Eine Welt, in der Verwandtschaft nicht an Abstammung geknüpft ist, sondern an emotionale Nähe. Das ist die Prämisse. Menschen, die einander nahekommen, machen sich verwandt, indem sie Eigenschaften voneinander erben. Jedes Individuum ist somit lebendiges Denkmal für bedeutsame Begegnungen. Hier ist eine Frau verschwunden. Hier kursieren Gerüchte. Eine schlechte Agentin begibt sich auf die Suche, ihr Name ist China Marlow. Sie ist schlecht, weil sie nicht von sich absehen kann, sie kann nicht von sich absehen, weil sie nicht erben kann, sie kann nicht erben, weil sie schlecht zu sein glaubt. Doch sie lernt, dass sie mit ihrer Unfähigkeit, mit ihrem Narzissmus nicht allein ist. Verschiedene Figuren begegnen China, die alle auf ihre eigene Weise unter Einsamkeit leiden und um Nähe sich bemühen. Chinas Auftrag führt sie durch diese Begegnungen, durch besetzte Orte und versehrte Landschaften - durch öde Vorstädte, Ghettos, Geister- und Touristenstädte, durch Ruinen, verlassene Dörfer,Industrie- und Erholungsgebiete und schließlich durch den Sand, durch den Sturm. Auf der anderen Seite des Sturms kommt sie wieder heraus, und findet dort, natürlich, eine Utopie.

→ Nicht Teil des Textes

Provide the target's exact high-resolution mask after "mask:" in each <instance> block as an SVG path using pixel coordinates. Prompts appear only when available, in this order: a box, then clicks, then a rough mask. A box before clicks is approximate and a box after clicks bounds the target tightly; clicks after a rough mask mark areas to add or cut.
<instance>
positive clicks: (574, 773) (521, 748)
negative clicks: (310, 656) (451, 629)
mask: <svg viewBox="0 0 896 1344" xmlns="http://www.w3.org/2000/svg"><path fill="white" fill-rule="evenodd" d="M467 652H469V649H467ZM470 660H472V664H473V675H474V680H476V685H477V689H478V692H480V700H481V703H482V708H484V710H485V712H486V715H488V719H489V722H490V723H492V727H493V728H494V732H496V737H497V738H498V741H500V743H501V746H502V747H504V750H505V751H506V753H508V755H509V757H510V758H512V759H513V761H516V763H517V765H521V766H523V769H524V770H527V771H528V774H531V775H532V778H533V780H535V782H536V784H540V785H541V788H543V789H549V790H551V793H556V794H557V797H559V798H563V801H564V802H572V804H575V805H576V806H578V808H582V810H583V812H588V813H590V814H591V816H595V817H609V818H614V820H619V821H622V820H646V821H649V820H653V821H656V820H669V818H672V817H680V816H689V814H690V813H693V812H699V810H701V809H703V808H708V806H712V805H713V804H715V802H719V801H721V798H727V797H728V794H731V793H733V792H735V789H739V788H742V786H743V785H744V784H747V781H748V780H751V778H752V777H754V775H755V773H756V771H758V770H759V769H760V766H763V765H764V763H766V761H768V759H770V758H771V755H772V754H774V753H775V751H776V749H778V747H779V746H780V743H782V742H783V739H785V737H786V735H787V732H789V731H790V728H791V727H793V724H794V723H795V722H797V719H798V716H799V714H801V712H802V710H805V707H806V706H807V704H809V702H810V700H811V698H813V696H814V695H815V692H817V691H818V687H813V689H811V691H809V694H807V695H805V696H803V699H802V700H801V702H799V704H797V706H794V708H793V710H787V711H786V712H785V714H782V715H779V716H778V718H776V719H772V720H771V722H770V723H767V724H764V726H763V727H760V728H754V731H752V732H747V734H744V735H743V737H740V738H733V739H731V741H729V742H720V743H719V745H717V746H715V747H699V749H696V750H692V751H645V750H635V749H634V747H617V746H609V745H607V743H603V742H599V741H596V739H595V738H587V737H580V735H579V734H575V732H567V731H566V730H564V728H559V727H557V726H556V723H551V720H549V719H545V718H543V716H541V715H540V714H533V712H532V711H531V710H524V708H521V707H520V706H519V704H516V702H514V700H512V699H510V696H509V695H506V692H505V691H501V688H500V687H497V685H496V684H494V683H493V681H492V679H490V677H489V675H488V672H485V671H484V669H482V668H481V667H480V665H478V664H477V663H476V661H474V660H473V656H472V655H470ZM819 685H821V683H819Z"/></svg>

Perlentaucher-Notiz zur ZEIT-Rezension
Rezensentin Anja Kümmel feiert den neuen Roman von Charlotte Krafft, von dem sie lernt: "Kompost" ist die "neue Avantgarde". Und das meint die Kritikerin durchaus positiv. Wenn ihr die junge Schriftstellerin hier von einer utopisch-dystopischen Welt erzählt, in der die Menschen in Cafes liegen und sich per Stirnkontakt begrüßen, eine Vogelart Geräusche originalgetreu imitiert und Menschen nach Sympathie und nicht nach biologischer Abstammung erben, erkennt die Kritikerin eine "vage Weirdness" - ein leichtes Drehen an den Stellschrauben unserer Wahrnehmung und eine Überformung gängiger Codes. Der Roman, angereichtert mit allerhand konzeptuellen Ideen , lässt sich aber auch hervorragend als spannender Hardboiled-Krimi und als Roadmovie mit Rom-Com-Elementen und "skurrilen" Nebenfiguren lesen, versichert die Kritikerin, die hier Ermittlerin China Marlow (!) auf der Suche nach einer verschwundenen Informatikerin begleitet. An diesem Roman ist nichts "beliebig", schließt die Rezensentin.